Gapped excitation in dense Kondo lattice CePtZn

We report on neutron scattering and muon spin relaxation measurements of dense Kondo lattice CePtZn. The system develops long-range incommensurate magnetic order as the temperature is reduced below $T_N=1.75$ K. Interestingly, a $Q$-independent gap at $E=0.65$ meV in the energy spectrum is found to co-exist with the long-range magnetic order. The gap persists to a very high temperature of $T\simeq 100$ K. The $Q$-independent characteristic and its persistence to high temperature hint that the gapped excitation may be manifesting the excited state of the ground-state doublet of the crystal-field energy levels. However, the observed broadness in the linewidth with distinct temperature and field dependencies makes it a nontrivial phenomenon. Qualitative analysis of the experimental data suggests the possible co-existence of a local critical behavior, which is onset near the critical field of $H\simeq 3$ T, with the crystal-field excitation in the dynamic properties.

Figure 1

Crystal structure and elastic neutron scattering measurement of CePtZn. (a) Crystal structure of CePtZn. (b) Powder neutron diffraction confirms the high quality of the powder. (c) The resolution limited elastic peaks are found to develop at low temperature in the elastic scan, indicating long-range magnetic order in the system. (d) Magnetic order parameter as a function of temperature is plotted in this figure. Fitting of the order parameter using a power law yields a Neel temperature of $T_N=1.75$ K. (e) Plot of an elastic peak intensity, at $Q=1.45$ ${\text{Å}}^{-1}$, as a function of field shows that the magnetic order disappears at $H_c=3$ T. The inset shows a week enhancement in the nuclear peak position as a function of field. It arises due to the alignment of the uncorrelated Ce ions to the applied field direction, as the field strength increases.

Figure 2

$\mu \mathrm{SR}$ measurements of CePtZn. (a) Time-dependent asymmetry for selected temperatures between 0.1 and 3 K. The solid lines are fits of the data using Eq. (1). (b) Temperature dependence of $B_{\max }$ extracted from fit.
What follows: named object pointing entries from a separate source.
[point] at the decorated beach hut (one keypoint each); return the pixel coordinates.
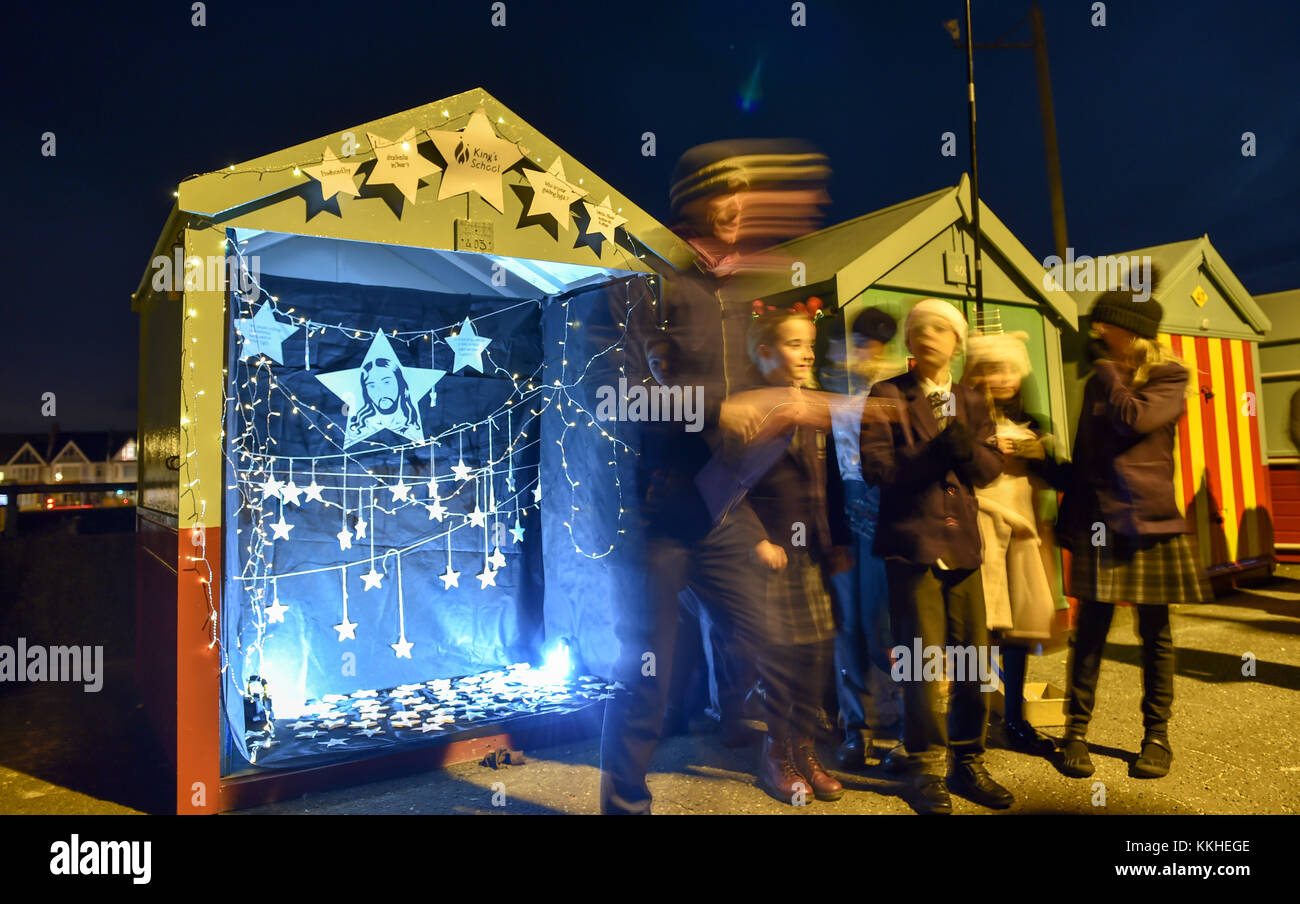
(1279, 375)
(1214, 325)
(376, 509)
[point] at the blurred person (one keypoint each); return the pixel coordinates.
(928, 466)
(1018, 553)
(1121, 520)
(867, 697)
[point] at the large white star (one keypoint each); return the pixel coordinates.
(382, 393)
(468, 346)
(263, 334)
(450, 578)
(399, 163)
(477, 159)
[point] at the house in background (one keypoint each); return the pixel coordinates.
(68, 458)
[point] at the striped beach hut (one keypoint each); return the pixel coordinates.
(1279, 360)
(1214, 325)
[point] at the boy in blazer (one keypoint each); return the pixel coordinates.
(927, 461)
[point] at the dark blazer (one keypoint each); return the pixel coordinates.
(1122, 474)
(927, 500)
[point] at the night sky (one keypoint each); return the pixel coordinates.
(1149, 108)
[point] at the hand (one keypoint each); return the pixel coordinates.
(839, 561)
(958, 440)
(771, 556)
(1028, 449)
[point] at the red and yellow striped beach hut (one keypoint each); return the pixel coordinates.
(1214, 325)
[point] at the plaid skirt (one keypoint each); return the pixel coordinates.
(1162, 570)
(797, 605)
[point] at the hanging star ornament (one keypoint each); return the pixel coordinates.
(468, 346)
(602, 219)
(313, 492)
(382, 393)
(281, 528)
(553, 194)
(477, 159)
(399, 163)
(334, 176)
(290, 492)
(263, 334)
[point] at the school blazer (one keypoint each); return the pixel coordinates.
(927, 500)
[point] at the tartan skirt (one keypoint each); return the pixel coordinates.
(797, 605)
(1155, 571)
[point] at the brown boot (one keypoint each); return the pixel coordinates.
(824, 784)
(779, 777)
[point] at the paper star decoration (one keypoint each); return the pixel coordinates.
(605, 220)
(477, 159)
(382, 393)
(450, 578)
(553, 193)
(263, 334)
(399, 163)
(336, 176)
(290, 492)
(468, 346)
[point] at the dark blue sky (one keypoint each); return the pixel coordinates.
(1149, 112)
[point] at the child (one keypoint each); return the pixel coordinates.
(1122, 524)
(1018, 595)
(927, 466)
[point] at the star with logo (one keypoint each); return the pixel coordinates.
(477, 159)
(382, 393)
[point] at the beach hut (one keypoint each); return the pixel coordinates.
(1212, 321)
(1279, 366)
(376, 507)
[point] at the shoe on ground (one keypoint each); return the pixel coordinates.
(974, 783)
(1075, 761)
(1153, 761)
(805, 758)
(852, 753)
(1025, 738)
(930, 796)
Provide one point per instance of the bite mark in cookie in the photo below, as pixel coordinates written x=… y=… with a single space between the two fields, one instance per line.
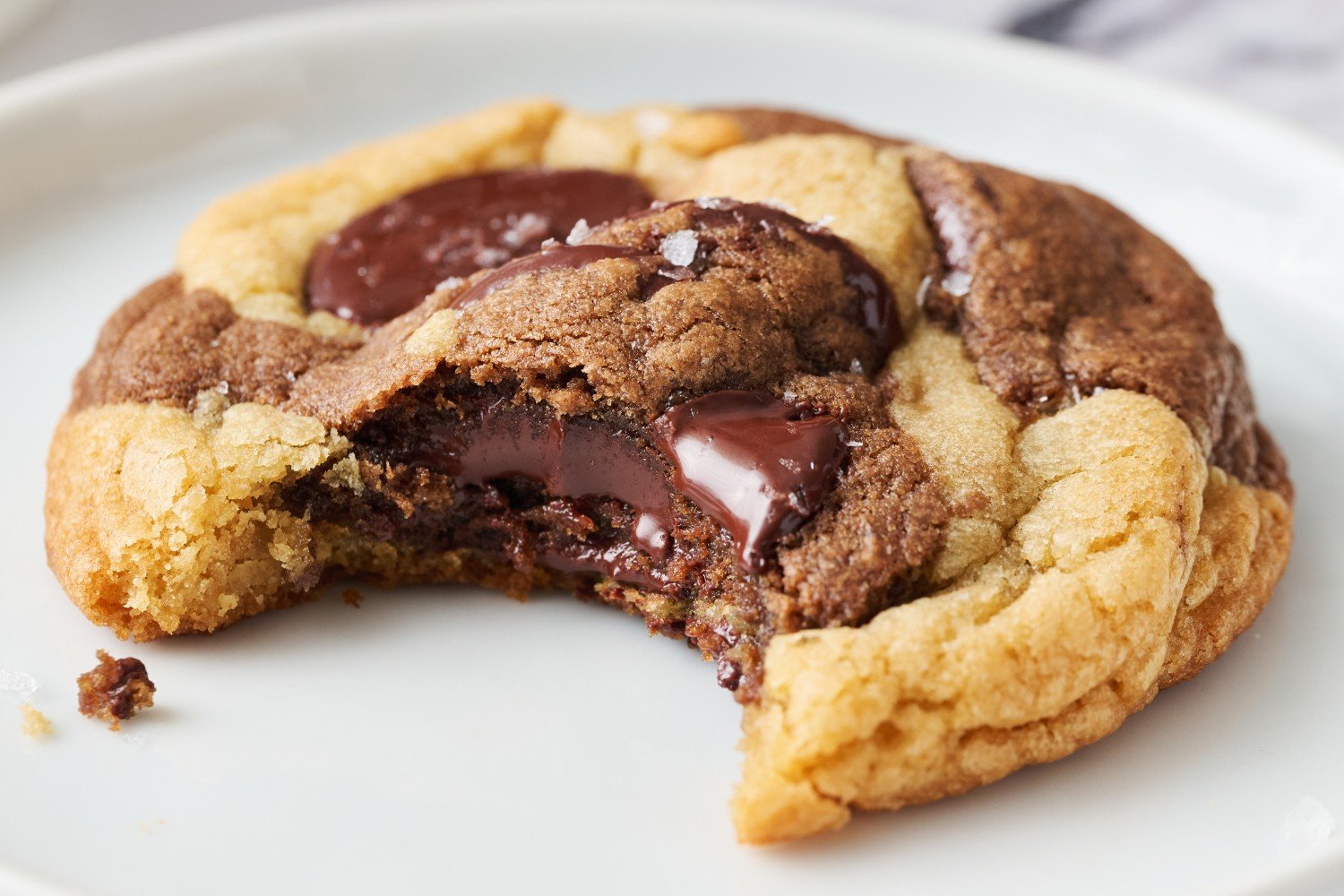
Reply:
x=986 y=527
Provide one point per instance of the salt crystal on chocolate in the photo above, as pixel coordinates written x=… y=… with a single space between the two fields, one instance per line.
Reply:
x=580 y=233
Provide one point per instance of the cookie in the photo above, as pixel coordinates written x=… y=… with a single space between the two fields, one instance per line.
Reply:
x=945 y=468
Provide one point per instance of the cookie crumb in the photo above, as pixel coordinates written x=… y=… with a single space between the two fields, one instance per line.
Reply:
x=34 y=723
x=115 y=689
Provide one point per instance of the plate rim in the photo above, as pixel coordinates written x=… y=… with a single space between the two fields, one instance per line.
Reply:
x=991 y=50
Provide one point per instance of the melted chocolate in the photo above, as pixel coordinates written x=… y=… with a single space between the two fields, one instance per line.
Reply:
x=550 y=258
x=757 y=465
x=754 y=463
x=874 y=309
x=389 y=260
x=570 y=455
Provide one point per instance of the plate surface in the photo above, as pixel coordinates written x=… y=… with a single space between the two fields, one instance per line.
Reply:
x=444 y=739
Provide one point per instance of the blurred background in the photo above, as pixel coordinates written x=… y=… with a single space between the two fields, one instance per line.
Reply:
x=1282 y=56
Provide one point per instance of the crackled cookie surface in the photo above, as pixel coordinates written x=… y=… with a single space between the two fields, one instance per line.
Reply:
x=945 y=468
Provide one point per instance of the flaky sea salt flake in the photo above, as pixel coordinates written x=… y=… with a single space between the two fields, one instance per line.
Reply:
x=679 y=247
x=578 y=233
x=19 y=683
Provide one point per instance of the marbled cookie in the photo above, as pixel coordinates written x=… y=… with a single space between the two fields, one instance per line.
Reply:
x=946 y=469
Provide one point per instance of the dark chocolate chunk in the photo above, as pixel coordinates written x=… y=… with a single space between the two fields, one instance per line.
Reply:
x=757 y=465
x=386 y=263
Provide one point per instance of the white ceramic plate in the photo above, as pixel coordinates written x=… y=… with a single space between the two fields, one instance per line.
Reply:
x=443 y=739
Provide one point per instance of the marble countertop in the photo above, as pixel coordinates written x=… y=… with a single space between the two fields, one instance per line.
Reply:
x=1281 y=56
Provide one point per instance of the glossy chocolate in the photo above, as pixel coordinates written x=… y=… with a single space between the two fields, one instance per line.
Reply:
x=389 y=260
x=569 y=455
x=754 y=463
x=757 y=465
x=550 y=258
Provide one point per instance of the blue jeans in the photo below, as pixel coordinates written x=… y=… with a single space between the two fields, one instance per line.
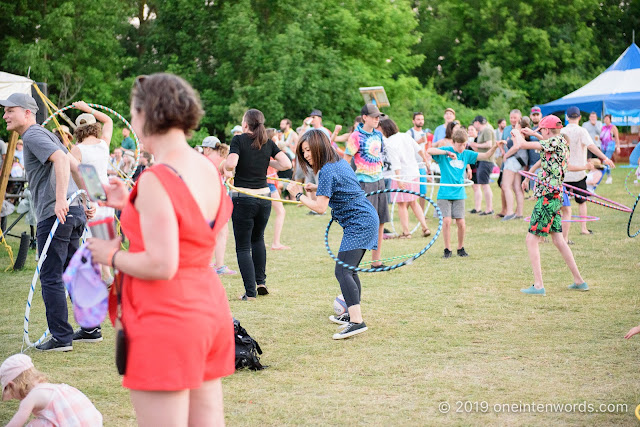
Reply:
x=64 y=244
x=250 y=216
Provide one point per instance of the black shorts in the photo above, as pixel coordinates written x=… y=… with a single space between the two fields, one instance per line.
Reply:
x=484 y=172
x=582 y=184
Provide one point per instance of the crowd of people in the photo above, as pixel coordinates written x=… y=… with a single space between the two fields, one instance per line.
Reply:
x=175 y=311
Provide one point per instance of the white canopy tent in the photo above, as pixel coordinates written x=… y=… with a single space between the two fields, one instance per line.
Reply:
x=616 y=91
x=11 y=83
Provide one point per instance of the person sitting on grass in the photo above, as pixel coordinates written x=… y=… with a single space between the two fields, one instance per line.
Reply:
x=453 y=162
x=546 y=217
x=338 y=187
x=50 y=404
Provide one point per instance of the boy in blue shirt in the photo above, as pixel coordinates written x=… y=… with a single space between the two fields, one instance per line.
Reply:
x=453 y=162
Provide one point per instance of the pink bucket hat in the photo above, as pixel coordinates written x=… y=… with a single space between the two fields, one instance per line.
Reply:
x=88 y=292
x=12 y=367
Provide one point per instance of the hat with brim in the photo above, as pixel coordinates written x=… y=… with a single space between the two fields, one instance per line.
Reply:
x=12 y=367
x=370 y=110
x=21 y=100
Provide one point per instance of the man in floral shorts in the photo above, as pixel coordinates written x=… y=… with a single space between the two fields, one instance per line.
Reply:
x=546 y=218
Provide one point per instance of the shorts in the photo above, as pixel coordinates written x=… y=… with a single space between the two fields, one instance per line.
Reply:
x=484 y=172
x=379 y=201
x=423 y=181
x=582 y=184
x=512 y=164
x=452 y=208
x=546 y=217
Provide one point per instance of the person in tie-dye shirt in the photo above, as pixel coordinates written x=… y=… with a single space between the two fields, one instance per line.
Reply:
x=546 y=218
x=366 y=147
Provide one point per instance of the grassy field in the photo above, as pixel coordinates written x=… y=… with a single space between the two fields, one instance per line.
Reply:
x=454 y=332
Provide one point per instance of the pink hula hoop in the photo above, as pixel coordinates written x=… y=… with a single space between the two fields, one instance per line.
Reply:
x=566 y=188
x=581 y=218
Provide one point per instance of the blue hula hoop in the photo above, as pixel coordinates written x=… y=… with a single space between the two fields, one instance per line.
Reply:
x=631 y=217
x=400 y=264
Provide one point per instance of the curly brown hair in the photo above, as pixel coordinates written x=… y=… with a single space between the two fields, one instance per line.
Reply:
x=167 y=102
x=85 y=131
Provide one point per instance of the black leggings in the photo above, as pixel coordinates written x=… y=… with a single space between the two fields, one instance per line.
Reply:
x=348 y=279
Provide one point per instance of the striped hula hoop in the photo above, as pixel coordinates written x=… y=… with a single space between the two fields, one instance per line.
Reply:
x=231 y=187
x=43 y=255
x=587 y=195
x=115 y=113
x=631 y=217
x=406 y=178
x=412 y=257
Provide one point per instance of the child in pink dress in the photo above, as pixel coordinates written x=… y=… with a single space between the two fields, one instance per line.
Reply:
x=50 y=404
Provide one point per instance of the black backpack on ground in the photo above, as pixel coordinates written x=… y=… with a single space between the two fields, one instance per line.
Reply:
x=247 y=349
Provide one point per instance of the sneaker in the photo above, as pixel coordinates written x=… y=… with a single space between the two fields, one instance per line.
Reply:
x=379 y=266
x=54 y=345
x=581 y=287
x=350 y=330
x=343 y=319
x=532 y=290
x=224 y=270
x=88 y=335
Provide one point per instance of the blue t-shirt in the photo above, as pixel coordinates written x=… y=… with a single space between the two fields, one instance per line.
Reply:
x=350 y=208
x=453 y=171
x=439 y=133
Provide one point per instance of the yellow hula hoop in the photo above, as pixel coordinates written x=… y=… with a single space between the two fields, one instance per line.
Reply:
x=257 y=196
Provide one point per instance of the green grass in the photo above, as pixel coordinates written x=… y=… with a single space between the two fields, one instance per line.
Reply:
x=440 y=331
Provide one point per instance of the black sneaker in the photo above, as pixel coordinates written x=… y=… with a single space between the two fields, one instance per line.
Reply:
x=462 y=252
x=350 y=330
x=54 y=345
x=88 y=335
x=343 y=319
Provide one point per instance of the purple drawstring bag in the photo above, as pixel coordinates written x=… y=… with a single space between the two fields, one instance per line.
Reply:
x=88 y=292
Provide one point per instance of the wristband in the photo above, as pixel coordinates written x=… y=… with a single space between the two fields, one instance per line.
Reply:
x=112 y=257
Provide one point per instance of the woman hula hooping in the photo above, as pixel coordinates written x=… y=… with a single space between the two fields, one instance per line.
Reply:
x=338 y=188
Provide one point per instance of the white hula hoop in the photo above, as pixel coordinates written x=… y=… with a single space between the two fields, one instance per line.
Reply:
x=407 y=179
x=36 y=275
x=426 y=210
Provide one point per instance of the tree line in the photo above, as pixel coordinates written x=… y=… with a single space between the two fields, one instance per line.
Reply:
x=287 y=57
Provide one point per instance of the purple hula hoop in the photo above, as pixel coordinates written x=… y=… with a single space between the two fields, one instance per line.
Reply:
x=565 y=189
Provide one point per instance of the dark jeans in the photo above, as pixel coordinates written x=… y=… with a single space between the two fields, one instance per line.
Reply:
x=250 y=216
x=63 y=245
x=348 y=279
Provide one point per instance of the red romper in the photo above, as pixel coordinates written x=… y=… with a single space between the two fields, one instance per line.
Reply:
x=179 y=331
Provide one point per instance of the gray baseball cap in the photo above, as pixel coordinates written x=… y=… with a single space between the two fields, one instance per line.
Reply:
x=210 y=141
x=21 y=100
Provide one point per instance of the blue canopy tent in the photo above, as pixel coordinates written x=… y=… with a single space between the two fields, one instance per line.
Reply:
x=616 y=91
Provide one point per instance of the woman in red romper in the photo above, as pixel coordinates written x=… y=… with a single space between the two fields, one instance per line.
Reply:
x=174 y=309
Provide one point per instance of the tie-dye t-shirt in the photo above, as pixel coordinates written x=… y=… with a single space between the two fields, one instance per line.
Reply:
x=366 y=148
x=554 y=156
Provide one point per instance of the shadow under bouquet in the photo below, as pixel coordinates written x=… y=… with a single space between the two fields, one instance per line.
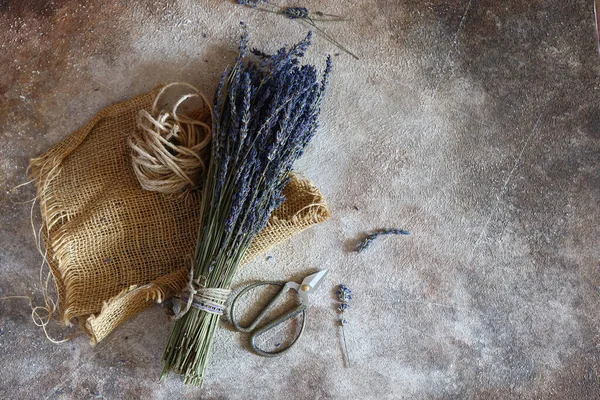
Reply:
x=265 y=114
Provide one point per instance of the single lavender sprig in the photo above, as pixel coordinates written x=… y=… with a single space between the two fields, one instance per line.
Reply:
x=301 y=14
x=344 y=295
x=366 y=242
x=265 y=114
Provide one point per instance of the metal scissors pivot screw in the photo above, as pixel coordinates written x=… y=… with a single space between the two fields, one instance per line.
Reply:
x=308 y=285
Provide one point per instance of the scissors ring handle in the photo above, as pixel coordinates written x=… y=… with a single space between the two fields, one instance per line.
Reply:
x=285 y=317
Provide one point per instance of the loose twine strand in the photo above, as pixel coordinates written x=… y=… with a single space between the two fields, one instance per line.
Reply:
x=170 y=150
x=44 y=314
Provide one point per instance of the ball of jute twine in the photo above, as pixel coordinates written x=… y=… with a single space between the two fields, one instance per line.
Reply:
x=170 y=150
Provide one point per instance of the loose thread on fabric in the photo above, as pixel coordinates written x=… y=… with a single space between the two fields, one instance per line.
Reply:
x=44 y=314
x=210 y=300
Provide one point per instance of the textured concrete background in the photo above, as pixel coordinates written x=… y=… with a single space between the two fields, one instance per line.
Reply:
x=473 y=124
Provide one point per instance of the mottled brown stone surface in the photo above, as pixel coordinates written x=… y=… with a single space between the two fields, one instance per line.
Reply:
x=473 y=124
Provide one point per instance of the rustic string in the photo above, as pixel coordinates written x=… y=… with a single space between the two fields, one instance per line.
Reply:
x=170 y=150
x=195 y=294
x=44 y=314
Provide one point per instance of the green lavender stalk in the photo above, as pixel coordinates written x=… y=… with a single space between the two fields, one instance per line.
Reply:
x=344 y=295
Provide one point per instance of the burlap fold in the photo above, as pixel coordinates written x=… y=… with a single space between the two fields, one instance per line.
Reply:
x=115 y=249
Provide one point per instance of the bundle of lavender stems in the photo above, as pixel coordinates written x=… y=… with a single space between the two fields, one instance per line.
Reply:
x=265 y=113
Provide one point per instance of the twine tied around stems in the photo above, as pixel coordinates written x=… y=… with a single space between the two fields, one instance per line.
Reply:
x=170 y=150
x=195 y=294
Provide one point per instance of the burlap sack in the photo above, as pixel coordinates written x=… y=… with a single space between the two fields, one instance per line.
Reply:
x=115 y=249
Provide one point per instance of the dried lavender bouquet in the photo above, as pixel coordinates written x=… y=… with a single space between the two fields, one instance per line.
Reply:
x=265 y=113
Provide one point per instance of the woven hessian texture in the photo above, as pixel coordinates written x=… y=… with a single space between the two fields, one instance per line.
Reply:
x=115 y=249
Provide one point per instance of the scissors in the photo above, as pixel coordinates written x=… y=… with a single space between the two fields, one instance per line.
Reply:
x=308 y=285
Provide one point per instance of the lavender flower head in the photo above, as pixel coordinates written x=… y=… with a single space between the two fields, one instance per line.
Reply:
x=344 y=295
x=296 y=12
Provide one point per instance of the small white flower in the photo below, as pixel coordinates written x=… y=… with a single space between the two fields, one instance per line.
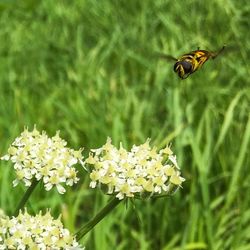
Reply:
x=35 y=232
x=36 y=156
x=128 y=173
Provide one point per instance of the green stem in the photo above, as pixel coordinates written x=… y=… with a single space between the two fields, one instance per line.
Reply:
x=105 y=211
x=26 y=196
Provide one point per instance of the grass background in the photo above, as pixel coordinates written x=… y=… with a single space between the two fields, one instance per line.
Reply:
x=87 y=68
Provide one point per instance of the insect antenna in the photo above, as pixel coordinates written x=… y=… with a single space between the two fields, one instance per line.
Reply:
x=215 y=54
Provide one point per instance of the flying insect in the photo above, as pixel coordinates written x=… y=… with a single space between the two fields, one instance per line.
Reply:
x=188 y=63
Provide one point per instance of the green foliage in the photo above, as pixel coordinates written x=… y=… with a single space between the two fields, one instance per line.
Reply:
x=87 y=68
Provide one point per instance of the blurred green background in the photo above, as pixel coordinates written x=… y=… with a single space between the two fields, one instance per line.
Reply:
x=88 y=68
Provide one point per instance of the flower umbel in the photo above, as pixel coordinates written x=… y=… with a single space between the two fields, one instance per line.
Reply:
x=35 y=232
x=142 y=170
x=35 y=155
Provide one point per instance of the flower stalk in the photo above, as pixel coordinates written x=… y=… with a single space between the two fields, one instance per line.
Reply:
x=26 y=196
x=95 y=220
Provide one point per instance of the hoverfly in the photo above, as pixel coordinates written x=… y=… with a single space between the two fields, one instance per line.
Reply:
x=188 y=63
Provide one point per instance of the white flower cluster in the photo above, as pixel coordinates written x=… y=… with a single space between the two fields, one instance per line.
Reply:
x=35 y=155
x=40 y=232
x=142 y=170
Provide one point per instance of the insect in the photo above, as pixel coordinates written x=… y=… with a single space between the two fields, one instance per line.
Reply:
x=188 y=63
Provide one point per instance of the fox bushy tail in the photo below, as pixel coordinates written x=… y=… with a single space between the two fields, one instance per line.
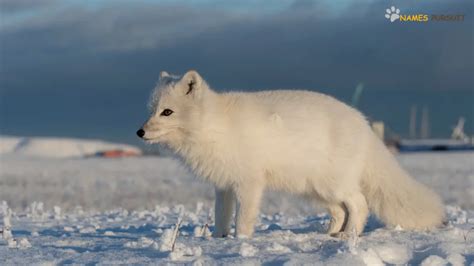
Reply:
x=395 y=197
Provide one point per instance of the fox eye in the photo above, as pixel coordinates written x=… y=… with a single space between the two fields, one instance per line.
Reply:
x=167 y=112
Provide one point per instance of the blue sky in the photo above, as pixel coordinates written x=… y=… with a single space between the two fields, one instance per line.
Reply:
x=69 y=60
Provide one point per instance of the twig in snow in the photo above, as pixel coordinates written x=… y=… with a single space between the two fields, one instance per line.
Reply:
x=175 y=233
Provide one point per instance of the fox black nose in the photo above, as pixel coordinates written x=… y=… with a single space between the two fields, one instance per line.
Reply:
x=141 y=133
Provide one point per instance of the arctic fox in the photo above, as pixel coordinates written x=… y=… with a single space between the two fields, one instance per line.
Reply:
x=296 y=141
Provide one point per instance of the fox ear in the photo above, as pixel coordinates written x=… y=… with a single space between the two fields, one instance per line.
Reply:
x=164 y=74
x=193 y=82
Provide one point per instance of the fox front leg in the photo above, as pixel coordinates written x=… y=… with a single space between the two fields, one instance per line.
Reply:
x=248 y=204
x=223 y=212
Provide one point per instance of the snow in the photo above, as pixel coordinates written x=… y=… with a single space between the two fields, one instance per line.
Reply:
x=57 y=147
x=151 y=210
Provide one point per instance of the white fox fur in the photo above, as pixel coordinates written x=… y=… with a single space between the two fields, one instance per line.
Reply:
x=296 y=141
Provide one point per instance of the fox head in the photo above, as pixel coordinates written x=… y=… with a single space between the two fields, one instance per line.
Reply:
x=174 y=108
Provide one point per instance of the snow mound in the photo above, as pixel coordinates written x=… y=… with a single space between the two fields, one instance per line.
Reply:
x=58 y=147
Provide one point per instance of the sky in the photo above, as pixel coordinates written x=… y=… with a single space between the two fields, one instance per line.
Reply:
x=88 y=66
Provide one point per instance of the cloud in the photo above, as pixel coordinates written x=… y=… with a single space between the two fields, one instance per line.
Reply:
x=307 y=44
Inset shows the external field dependence of the initial asymmetry. (c) Fraction of the sample in the magnetically ordered state as a function of temperature. (d) Dynamic or longitudinal depolarization as a function of temperature.

Figure 3

Inelastic neutron scattering data as a function of temperature. (a) and (b) Energy scans at fixed $Q$ and at different temperatures are shown in this figure. A peak-type structure, centered at $E=0.65$ meV, tends to develop as temperature is reduced. Inelastic spectra is fitted using damped harmonic oscillator model (see text). The inset illustrates the development of the gapped excitation below $T\simeq 30$ K. (c) and (d) Momentum-energy ($Q\text{−}E$) color map, at two temperatures of $T=80$ mK and 2 K, respectively, depicting the $Q$-independent nature of the inelastic excitation across the magnetic order transition temperature. The gap seems to be independent of the development of long-range magnetic order. The dashed line highlights the scattering from helium roton excitation. (e) and (f) $Q\text{−}E$ maps at $T=80$ mK and 2 K at $H=6$ T, respectively. Clearly, the application of magnetic field significantly suppresses inelastic excitation.

Figure 4

Inelastic measurements in applied magnetic field. (a)–(d) $Q\text{−}E$ maps at different magnetic field application of $H=0$, 2, 4, and 6 T at $T=80$ mK, respectively. Remnants of gapped excitation can still be seen at $H=4$ T and 6 T, which is larger than the critical field to suppress the long-range order. (e) and (f) Plots of dynamic susceptibility as a function of energy at different fields and at $T=1.5$ K and 80 mK, respectively. $\chi {}^{\prime \prime }$ was deduced from the high-resolution fixed-$Q$ scans on SPINS at final neutron energy of $E_f=2.5\mathrm{meV}$. Inelastic data are well described by the damped harmonic oscillator model (see text). The excitation persists to a high field of $H=8$ T. At $H=9$ T, the excitation is completely suppressed. Inset [in (f)] shows the plot of estimated linewidth, FWHM, of the gapped excitation as a function of field. The linewidth of the excitation remains field-independent. (g) and (h) Integrated intensity vs applied magnetic field at $T=1.5$ K and 80 mK, respectively, are plotted. (i) and (j) In this plot, we show the field dependence of the center of the excitation as a function of field at $T=1.5$ K and 80 mK, respectively. A dramatic change in the peak position of the excitation around the critical field value, $H_c=3$ T, is observed at low temperature.